Background: Microarray-based Comparative Genomic Hybridization (M-CGH) has been used to characterize the extensive intraspecies genetic diversity found in bacteria at the whole-genome level. Although conventional microarray analytical procedures have proved adequate in handling M-CGH data, data interpretation using these methods is based on a continuous character model in which gene divergence and gene absence form a spectrum of decreasing gene conservation levels. However, whereas gene divergence may yet be accompanied by retention in gene function, gene absence invariably leads to loss of function. This distinction, if ignored, leads to a loss in the information to be gained from M-CGH data. We present here results from experiments in which two genome-sequenced strains of C. jejuni were compared against each other using M-CGH. Because the gene content of both strains was known a priori, we were able to closely examine the effects of sequence divergence and gene absence on M-CGH data in order to define analytical parameters for M-CGH data interpretation. This would facilitate the examination of the relative effects of sequence divergence or gene absence in comparative genomics analyses of multiple strains of any species for which genome sequence data and a DNA microarray are available.

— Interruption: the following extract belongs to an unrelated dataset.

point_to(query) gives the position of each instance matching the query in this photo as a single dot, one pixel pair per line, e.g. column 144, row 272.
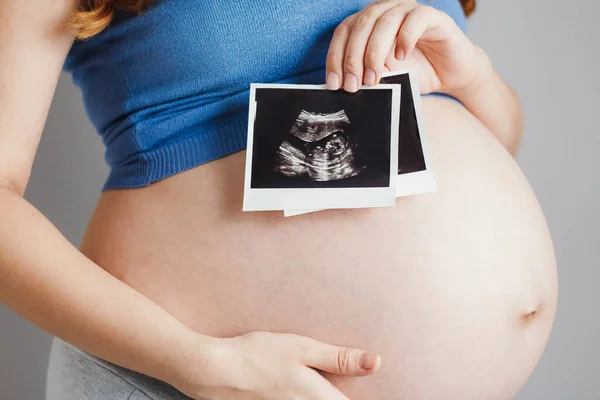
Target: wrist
column 190, row 354
column 483, row 75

Results: As a first step towards improving the analysis of M-CGH data, we estimated the degree of experimental error in a series of experiments in which identical samples were compared against each other by M-CGH. This variance estimate was used to validate a Log Ratio-based methodology for identification of outliers in M-CGH data. We compared two genome strains by M-CGH to examine the effect of probe/target identity on the Log Ratios of signal intensities using prior knowledge of gene divergence and gene absence to establish Log Ratio thresholds for the identification of absent and conserved genes.
Conclusion: The results from this empirical study validate the Log Ratio thresholds that have been used in other studies to establish gene divergence/absence. Moreover, the analytical framework presented here enhances the information content derived from M-CGH data by shifting the focus from divergent/absent gene detection to accurate detection of conserved and absent genes. This approach closely aligns the technical limitations of M-CGH analysis with practical limitations on the biological interpretation of comparative genomics data.